Pas de science-fiction.
Nous ne sombrons pas, rassurez-vous, dans un délire à la Terminator. Mais l’aspect organique de la trompette contrebalance, tout en l’augmentant, nouveau paradoxe, l’omniprésence des machines. Le mélange est incroyablement dosé, de sorte que nous sentons notre pouls s’accélérer, notre myocarde s’emballer au rythme d’une soudaine tachycardie venue d’on ne sait où. L’effet est parfaitement réussi et trouve un prolongement dans la suite de l’album.
Si nous ajoutons à cela des compositions contenant plusieurs strates distinctes effectuant le jeu de l’ajout/retrait au sein d’un même corps de composition, nous pénétrons bien vite dans une spirale déroutante, spirale dans laquelle nous perdons vite nos repères traditionnels. Nous nous perdons alors, corps et âme, dans le Cynsim de S8JFOU. Mais, une nouvelle fois : pourquoi ce titre ?
D’après nous, si nous sentons, malgré le caractère presque 100 % instrumental (des fragments de discours sont présents sur deux titres) un propos visant à décrire les errances d’une civilisation à bout de souffle (nous savons tous que si nous ne changeons pas certaines de nos mauvaises habitudes consuméristes nous conduisons notre propre espèce à la mort), son cynisme l’a conduira inexorablement à reproduire les mêmes schémas. En osant cette complexité rythmique, avant-gardiste, en osant les sonorités différentes, c’est comme si le musicien nous démontrait, la preuve par deux, que nous pouvons changer des choses tout en poursuivant à générer de la beauté, de l’innocence, de la générosité, de la vie, comme elle devrait finalement être.
LE titre de Cynism.
Cet album demande un léger temps d’adaptation. Il demande potentiellement plusieurs écoutes. C’est une évidence, il faut s’impliquer pour le découvrir, donner un peu de soi pour accepter ce que nous offre S8JFOU. Parce que son Cynism est d’une générosité folle, d’une inventivité rare, et que de telles œuvres méritent d’être saluée pour ce qu’elles sont : des reflets du monde, ni plus ni moins, mais également une lueur d’espoir, sans cynisme. Magnifique.
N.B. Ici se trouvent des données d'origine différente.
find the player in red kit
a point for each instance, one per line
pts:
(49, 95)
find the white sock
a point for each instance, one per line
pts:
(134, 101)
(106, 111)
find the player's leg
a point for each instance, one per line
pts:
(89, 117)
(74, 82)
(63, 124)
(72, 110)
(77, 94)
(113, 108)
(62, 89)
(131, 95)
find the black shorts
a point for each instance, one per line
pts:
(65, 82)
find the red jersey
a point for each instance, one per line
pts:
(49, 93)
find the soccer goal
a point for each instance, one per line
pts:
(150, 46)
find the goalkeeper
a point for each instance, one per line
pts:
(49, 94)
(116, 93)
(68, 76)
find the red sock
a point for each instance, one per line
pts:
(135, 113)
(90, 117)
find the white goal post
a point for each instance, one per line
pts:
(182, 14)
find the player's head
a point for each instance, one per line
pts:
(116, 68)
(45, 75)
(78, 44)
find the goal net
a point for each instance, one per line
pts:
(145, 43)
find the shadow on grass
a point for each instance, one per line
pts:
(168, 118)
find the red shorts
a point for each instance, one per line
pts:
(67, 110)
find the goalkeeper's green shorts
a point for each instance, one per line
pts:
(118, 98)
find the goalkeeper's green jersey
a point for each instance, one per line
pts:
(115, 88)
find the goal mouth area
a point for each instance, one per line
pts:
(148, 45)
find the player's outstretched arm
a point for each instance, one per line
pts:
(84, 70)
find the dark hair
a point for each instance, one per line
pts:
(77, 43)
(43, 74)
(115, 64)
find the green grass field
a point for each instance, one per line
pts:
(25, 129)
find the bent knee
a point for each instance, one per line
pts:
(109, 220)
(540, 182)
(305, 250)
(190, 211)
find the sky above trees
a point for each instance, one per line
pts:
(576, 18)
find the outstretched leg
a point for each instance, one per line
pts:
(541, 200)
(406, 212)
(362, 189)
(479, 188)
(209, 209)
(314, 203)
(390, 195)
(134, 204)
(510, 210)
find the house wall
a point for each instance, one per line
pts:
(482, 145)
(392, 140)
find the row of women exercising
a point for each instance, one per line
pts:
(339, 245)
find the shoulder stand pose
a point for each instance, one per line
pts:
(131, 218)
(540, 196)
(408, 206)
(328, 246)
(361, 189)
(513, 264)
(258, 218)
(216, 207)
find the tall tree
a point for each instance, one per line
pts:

Vous l’avez compris, nous l’avons déjà cité, il s’agit de Digitall. Mais, pour être complet, nous considérons qu’avec Mickey under every wall ils forment un diptyque des plus pénétrants, émotionnellement impactant. D’autres titres leur damnent presque le pion, comme l’aérien Fond memory of youth par exemple, pourtant ces deux titres en milieu d’album font basculer les réticences que peut-être nous ressentions à la première écoute.
Car il est vrai que ce qui se déroule ensuite renoue un peu plus avec un aspect animal, comme si un apaisement venait de se produire, qui annihile partiellement les rythmiques échevelées pour d’autres plus apaisées. Mais quand nous remettons le disque à son début, nos perceptions ne sont plus les mêmes et un éveil permanent s’offre à nous, à chaque écoute, dévoilant les secrets de titres que nous estimions à tort plus faibles, nous entraînant sans cesse vers une écoute supplémentaire, comme pour mieux comprendre l’album et, d’une façon plus général, le monde qui nous entoure.